The political reality is that the United States will want to support Banda and her opportunity for democratic and economic reforms. Here’s how the United States could signal support and still promote reform without sacrificing MCC principles:

Channel other U.S. funds to Malawi. Economic Support Funds—managed out of the State Department generally for political rather than development purposes—are one option. Malawi is also one of twenty U.S. Feed the Future countries and was originally on the fast track for these development funds.
Issue direct and public statements of support. These could come from any part of the U.S. government and should certainly come from the MCC board of directors.
Send an MCC mission to Malawi. MCC missions to eligible countries generate an enormous amount of local press and attention in country. A visit itself—tied with public statements from staff—could buttress Banda’s reform efforts.

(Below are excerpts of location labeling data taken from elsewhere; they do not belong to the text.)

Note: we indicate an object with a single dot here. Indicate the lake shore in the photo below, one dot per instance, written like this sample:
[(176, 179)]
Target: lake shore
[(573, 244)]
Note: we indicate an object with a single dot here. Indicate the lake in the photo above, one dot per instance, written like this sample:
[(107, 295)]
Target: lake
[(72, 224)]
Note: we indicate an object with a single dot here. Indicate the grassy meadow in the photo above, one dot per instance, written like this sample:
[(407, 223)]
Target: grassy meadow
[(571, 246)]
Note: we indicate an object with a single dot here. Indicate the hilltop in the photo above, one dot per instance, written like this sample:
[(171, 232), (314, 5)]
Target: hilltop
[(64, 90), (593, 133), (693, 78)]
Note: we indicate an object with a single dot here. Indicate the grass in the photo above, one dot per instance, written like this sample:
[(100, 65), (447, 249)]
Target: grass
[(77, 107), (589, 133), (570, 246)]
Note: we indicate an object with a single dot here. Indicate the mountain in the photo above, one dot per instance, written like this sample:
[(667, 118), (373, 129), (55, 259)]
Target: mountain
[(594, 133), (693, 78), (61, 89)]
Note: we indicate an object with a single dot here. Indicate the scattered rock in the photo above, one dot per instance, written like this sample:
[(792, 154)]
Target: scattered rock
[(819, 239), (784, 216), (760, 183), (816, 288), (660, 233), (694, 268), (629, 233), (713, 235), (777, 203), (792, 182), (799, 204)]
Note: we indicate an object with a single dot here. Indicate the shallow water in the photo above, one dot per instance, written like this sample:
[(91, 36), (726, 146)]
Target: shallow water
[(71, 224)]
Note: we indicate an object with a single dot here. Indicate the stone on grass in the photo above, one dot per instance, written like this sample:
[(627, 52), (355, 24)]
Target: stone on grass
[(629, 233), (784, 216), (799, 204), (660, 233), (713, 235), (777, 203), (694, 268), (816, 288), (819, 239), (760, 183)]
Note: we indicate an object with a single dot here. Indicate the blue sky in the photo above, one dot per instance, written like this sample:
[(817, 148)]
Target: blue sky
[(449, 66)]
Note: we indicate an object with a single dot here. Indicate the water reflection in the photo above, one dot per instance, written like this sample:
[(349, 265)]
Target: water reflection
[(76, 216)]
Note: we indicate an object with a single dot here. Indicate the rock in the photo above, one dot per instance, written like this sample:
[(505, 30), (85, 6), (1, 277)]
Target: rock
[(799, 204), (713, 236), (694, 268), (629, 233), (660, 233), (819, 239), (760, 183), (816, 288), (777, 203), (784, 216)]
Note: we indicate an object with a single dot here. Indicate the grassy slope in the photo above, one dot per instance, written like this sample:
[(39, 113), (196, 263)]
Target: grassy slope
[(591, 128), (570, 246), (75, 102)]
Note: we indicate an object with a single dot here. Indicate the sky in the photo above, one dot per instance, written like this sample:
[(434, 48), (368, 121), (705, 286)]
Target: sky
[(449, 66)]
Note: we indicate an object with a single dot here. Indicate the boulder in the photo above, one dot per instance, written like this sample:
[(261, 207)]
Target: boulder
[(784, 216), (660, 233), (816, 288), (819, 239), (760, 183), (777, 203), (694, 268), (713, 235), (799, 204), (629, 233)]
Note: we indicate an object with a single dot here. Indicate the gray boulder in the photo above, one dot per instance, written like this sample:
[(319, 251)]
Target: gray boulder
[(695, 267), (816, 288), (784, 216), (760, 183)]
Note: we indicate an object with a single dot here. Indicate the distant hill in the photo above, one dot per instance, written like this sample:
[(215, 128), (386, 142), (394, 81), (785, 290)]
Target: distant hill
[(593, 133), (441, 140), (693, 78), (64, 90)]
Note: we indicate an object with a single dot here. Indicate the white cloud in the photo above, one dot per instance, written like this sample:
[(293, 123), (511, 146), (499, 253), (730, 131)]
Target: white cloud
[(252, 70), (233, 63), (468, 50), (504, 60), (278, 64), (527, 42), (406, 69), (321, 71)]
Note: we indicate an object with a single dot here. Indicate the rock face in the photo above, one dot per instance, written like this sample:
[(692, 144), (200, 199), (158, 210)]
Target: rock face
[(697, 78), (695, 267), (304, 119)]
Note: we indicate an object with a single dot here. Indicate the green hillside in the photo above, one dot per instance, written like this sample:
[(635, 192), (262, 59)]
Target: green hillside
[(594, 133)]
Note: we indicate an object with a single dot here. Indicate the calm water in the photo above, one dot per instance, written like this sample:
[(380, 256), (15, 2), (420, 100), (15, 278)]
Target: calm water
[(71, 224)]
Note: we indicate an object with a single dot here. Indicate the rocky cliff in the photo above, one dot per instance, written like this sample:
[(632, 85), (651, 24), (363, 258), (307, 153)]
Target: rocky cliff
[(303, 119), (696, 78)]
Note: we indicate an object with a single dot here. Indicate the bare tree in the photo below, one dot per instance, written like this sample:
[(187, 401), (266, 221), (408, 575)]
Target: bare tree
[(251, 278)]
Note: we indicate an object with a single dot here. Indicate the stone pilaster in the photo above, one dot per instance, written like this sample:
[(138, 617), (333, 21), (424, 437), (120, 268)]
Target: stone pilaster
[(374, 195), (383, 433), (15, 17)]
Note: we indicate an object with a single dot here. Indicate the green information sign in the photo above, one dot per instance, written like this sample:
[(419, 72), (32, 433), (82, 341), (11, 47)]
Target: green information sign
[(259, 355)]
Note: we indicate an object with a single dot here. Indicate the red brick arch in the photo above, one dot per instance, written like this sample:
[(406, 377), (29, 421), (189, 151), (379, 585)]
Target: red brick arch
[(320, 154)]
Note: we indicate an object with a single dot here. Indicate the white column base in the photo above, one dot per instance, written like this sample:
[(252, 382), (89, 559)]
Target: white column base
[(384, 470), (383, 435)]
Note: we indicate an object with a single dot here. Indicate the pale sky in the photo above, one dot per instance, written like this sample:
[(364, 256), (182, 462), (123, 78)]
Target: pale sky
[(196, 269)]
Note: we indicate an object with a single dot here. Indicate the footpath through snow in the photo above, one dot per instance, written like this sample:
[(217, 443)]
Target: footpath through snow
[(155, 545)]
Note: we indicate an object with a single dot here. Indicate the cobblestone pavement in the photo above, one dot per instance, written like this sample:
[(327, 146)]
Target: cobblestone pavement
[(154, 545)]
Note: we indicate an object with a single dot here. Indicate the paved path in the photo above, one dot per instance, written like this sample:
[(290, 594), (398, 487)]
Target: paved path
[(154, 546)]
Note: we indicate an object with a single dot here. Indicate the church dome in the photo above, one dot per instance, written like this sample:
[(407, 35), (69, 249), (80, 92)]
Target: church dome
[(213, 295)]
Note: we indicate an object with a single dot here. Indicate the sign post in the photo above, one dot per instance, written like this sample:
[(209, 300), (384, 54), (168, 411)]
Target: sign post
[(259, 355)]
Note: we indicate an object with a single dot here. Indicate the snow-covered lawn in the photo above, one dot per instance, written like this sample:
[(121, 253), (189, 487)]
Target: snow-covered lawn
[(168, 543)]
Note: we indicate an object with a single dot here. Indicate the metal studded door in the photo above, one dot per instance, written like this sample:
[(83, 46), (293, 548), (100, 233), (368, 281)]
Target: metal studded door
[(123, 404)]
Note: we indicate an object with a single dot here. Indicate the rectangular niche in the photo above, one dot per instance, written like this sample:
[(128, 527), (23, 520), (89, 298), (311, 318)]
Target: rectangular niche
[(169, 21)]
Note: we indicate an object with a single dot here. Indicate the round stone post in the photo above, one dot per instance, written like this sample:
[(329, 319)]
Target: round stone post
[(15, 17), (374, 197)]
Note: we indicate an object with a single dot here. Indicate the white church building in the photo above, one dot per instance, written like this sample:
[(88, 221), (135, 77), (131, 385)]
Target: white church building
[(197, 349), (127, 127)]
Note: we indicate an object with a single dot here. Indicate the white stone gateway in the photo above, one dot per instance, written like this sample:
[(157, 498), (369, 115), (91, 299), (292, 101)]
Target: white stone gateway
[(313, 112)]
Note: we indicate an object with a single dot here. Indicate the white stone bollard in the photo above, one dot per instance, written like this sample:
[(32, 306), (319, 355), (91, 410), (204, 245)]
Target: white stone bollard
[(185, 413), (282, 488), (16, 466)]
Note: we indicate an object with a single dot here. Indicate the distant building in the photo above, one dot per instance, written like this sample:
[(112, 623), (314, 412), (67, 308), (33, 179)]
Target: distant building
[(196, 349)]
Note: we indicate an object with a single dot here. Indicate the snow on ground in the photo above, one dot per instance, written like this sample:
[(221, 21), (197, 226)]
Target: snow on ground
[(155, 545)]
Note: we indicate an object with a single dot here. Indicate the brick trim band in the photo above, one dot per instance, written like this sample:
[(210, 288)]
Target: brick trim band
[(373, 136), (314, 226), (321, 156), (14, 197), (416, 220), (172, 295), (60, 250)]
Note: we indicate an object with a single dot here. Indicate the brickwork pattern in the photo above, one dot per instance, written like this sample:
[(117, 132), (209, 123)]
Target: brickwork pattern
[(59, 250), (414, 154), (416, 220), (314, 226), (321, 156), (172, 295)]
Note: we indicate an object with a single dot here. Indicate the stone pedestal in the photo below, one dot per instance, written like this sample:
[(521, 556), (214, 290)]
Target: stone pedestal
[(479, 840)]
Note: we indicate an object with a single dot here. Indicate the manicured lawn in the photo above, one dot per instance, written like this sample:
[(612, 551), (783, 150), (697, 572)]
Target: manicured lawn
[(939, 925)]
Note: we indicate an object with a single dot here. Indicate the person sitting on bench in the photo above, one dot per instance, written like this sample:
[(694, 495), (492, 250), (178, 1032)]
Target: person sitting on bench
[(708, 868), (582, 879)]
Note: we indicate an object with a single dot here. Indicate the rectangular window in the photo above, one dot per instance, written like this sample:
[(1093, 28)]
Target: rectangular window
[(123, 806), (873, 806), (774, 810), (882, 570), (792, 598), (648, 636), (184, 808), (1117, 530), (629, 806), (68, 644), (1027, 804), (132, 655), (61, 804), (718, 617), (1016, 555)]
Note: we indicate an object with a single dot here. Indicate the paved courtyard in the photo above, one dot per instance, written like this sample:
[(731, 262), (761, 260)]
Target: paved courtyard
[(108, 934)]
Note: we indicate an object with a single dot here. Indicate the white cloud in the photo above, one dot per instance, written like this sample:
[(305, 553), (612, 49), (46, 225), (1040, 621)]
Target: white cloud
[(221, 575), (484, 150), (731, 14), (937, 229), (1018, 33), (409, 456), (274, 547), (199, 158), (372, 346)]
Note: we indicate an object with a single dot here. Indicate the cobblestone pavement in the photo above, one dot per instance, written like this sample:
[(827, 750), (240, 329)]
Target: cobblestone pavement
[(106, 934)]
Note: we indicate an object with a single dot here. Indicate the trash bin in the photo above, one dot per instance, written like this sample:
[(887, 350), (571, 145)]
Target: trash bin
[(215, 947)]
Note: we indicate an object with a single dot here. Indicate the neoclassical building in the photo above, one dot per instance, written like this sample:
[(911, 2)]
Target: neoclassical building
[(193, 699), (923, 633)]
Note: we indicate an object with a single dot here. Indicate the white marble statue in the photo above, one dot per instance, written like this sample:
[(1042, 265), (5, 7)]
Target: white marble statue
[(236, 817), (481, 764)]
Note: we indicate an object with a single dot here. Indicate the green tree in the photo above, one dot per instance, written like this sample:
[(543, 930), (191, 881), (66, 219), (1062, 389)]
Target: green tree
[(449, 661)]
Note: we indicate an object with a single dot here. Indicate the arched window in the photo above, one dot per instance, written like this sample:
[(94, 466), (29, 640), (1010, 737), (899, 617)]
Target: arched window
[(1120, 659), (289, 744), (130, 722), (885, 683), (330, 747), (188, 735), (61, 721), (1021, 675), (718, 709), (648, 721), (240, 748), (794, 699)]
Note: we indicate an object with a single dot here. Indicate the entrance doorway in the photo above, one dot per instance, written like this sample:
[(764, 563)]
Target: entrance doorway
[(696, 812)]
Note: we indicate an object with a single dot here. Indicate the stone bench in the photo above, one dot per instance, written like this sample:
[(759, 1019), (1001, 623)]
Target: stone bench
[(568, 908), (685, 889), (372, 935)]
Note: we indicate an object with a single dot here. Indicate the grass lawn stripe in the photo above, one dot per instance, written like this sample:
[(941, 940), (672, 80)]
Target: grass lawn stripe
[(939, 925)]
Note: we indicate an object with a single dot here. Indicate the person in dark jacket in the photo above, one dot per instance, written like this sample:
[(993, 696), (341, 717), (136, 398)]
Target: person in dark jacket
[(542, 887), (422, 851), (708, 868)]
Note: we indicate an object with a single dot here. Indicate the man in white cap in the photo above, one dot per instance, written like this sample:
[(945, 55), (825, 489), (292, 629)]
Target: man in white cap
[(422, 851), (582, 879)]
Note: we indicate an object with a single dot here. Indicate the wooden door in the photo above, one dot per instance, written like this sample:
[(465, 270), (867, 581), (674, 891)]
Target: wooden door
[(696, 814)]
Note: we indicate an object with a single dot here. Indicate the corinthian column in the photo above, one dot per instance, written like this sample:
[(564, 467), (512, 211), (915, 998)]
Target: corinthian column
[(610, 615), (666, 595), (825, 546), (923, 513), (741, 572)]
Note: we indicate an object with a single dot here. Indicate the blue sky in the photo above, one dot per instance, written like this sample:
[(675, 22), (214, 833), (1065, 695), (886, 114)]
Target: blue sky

For me, much of the question rests on where and how MCC can have the most policy leverage. In March, I was initially skeptical about the MCC decision to suspend and not terminate the Malawi compact, but I was persuaded that suspension left a small window of policy leverage open. In my mind, lifting the MCC suspension before there is evidence of tangible change limits future MCC policy leverage and puts the MCC reputation at risk. In contrast, holding out the incentive for MCC assistance for even a few more months might actually help Banda further the reforms she and the United States are both eager to see.